CLEVELAND — 11 performances over four days all around greater Cleveland, trying to get one simple message across to people in northeast Ohio: You can love yourself.
Improbable Players is a theater troupe in Boston and New York that has been spreading the message about the dangers of addiction for more than 30 years. All the actors are in recovery for alcohol, drug abuse, or both.
All four members of the Boston Improbable Players troupe onstage during a Q&A session at Brecksville-Broadview Heights High School.
When the group was looking for a new region in which to perform, the statistics pointed them to Ohio.
"Ohio is the place we should go to," said Improbable Players Co-Director Christina Everett, recalling the decision. "We should definitely go to Ohio."
Two Improbable Players actors perform in a scene where friends express how they are concerned about the other's addiction to drugs and alcohol, while not realizing their own addiction.
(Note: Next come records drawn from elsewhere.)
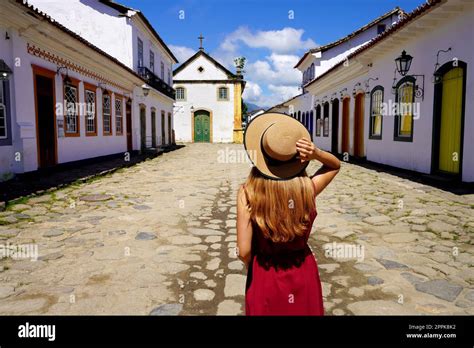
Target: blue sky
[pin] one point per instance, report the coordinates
(262, 31)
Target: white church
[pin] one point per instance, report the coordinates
(208, 104)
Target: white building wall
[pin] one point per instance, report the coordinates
(457, 34)
(210, 72)
(416, 155)
(97, 23)
(204, 96)
(323, 61)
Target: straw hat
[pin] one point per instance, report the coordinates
(270, 141)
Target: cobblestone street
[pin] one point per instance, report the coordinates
(159, 238)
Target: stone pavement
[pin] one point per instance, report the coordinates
(159, 238)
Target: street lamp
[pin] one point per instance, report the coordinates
(403, 63)
(145, 89)
(66, 79)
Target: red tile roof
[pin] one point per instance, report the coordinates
(396, 10)
(420, 10)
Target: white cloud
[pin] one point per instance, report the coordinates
(252, 92)
(275, 69)
(281, 41)
(277, 94)
(182, 53)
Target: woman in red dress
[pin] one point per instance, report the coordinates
(275, 211)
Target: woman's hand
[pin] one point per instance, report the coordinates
(306, 149)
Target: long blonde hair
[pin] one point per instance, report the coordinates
(280, 208)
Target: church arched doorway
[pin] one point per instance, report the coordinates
(202, 126)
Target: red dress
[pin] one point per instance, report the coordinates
(283, 278)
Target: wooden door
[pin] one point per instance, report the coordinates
(201, 127)
(142, 128)
(359, 125)
(450, 131)
(153, 129)
(170, 129)
(128, 115)
(335, 126)
(44, 90)
(163, 129)
(345, 125)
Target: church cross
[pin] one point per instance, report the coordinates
(200, 42)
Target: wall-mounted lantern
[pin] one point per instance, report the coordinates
(66, 79)
(403, 63)
(145, 89)
(342, 92)
(402, 66)
(367, 85)
(103, 86)
(5, 70)
(354, 89)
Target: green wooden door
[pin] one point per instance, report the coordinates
(202, 132)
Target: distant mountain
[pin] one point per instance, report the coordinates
(251, 107)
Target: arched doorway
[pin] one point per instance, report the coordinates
(142, 127)
(335, 126)
(153, 128)
(170, 129)
(345, 125)
(359, 125)
(202, 126)
(448, 118)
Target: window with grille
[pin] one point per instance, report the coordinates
(223, 93)
(107, 119)
(91, 124)
(71, 115)
(152, 61)
(118, 116)
(3, 113)
(180, 93)
(376, 101)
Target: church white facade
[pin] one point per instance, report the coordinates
(208, 101)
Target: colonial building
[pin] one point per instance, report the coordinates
(208, 101)
(126, 34)
(318, 60)
(401, 99)
(63, 99)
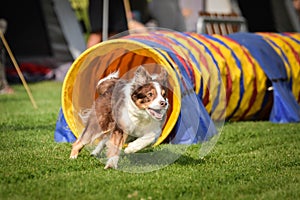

Over the last few years, fentanyl, a synthetic opioid, has played a larger role in overdose deaths in Ohio. While non-fentanyl related overdoses have decreased, the number involving that drug have risen so much that the overall amount of deaths keep climbing.
"There are a lot of people that are fully in this addiction and haven't been able to ask for help," said Improbable Players Ohio Regional Director Karen Snyder.
This graph from the Ohio Department of Health shows how non-fentanyl related overdoses are decreasing which overdoses with drugs laced with fentanyl increase.
That's why Snyder has led the effort to bring the Boston troupe to Cleveland for a tour of performances at both schools and community centers, reaching people of all ages.
"I started to use when I was 13 years old," said Everett. "So we go into these middle schools, and high schools, but middle schools too, and I know that I'm out there."
Everett performs in an Improbable Players production at Brecksville-Broadview Heights High School.
Those experiences are what gives Christina and her fellow actors a unique credibility when they tell students and other community members what happens if they need help and don't get it.
"When you keep going down the path, it only ends in jails, institutions, or death," said Snyder.
An Improbable Players actor opens the show talking about how addicts aren't always easy to identify just by how they look.
In the next few weeks, the message will start coming from a more local source. Snyder has already pulled together eight actors from Cleveland and they're preparing to start doing their own performances in March.
"Students can say, 'That person went to a school two towns over from me...but they're sharing this message that I don't have to do this," said Snyder.